Updated 2:02 PM EST, November 7, 2025
By MARK SHERMAN
WASHINGTON (AP) — A call to overturn the landmark Supreme Court decision legalizing same-sex marriage nationwide is on the agenda Friday for the justices’ closed-door conference.
Among the new cases the justices are expected to consider is a longshot appeal from Kim Davis, the former Kentucky court clerk who refused to issue marriage licenses to same-sex couples following the court’s 2015 ruling in Obergefell v. Hodges.
Davis had been trying to get the court to overturn a lower court order for her to pay $360,000 in damages and attorney’s fees to a couple whom she denied a marriage license.
The justices could say as early as Monday what they’ll do.

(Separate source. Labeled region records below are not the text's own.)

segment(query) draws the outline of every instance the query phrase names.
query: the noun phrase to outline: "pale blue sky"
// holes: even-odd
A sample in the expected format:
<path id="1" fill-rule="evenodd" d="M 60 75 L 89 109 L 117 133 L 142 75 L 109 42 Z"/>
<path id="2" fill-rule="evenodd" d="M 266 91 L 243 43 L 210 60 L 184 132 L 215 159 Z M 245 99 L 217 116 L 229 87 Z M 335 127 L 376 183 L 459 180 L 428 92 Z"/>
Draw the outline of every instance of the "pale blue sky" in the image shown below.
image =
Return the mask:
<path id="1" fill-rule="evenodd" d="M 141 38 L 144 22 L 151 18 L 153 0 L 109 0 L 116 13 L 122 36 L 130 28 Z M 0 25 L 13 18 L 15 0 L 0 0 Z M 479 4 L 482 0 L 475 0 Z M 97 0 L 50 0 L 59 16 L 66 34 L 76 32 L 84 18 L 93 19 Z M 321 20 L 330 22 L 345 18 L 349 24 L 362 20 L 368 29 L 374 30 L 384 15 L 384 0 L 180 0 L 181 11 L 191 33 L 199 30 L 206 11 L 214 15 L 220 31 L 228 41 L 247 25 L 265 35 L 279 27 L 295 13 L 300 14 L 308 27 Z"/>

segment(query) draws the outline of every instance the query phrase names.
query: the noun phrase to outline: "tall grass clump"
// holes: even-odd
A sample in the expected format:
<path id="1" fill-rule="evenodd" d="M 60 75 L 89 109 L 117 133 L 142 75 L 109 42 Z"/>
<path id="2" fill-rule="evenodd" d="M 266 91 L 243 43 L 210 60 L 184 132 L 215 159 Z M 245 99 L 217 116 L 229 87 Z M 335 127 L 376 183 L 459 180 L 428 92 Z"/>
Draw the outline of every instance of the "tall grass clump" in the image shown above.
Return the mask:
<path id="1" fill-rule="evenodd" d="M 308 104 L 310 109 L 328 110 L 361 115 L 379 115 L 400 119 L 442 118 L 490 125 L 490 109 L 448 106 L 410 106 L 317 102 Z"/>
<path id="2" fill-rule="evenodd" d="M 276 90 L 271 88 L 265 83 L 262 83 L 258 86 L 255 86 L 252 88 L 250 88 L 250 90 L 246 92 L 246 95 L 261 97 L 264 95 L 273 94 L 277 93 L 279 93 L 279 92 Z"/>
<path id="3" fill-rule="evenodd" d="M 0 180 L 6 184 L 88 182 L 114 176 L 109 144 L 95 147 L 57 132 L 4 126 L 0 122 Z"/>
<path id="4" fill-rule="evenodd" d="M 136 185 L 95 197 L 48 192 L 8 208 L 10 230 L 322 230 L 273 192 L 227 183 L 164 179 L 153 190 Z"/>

In urging the court to take up her case, Davis’ lawyers repeatedly invoked the words of Justice Clarence Thomas, who alone among the nine justices has called for erasing the same-sex marriage ruling.
Thomas was one of four dissenting justices in 2015. Chief Justice John Roberts and Justice Samuel Alito are the other dissenters who also remain on the court.
Roberts has been silent on the subject since he wrote a dissenting opinion in the case. Alito has continued to criticize the decision, but said recently he was not advocating that it be overturned.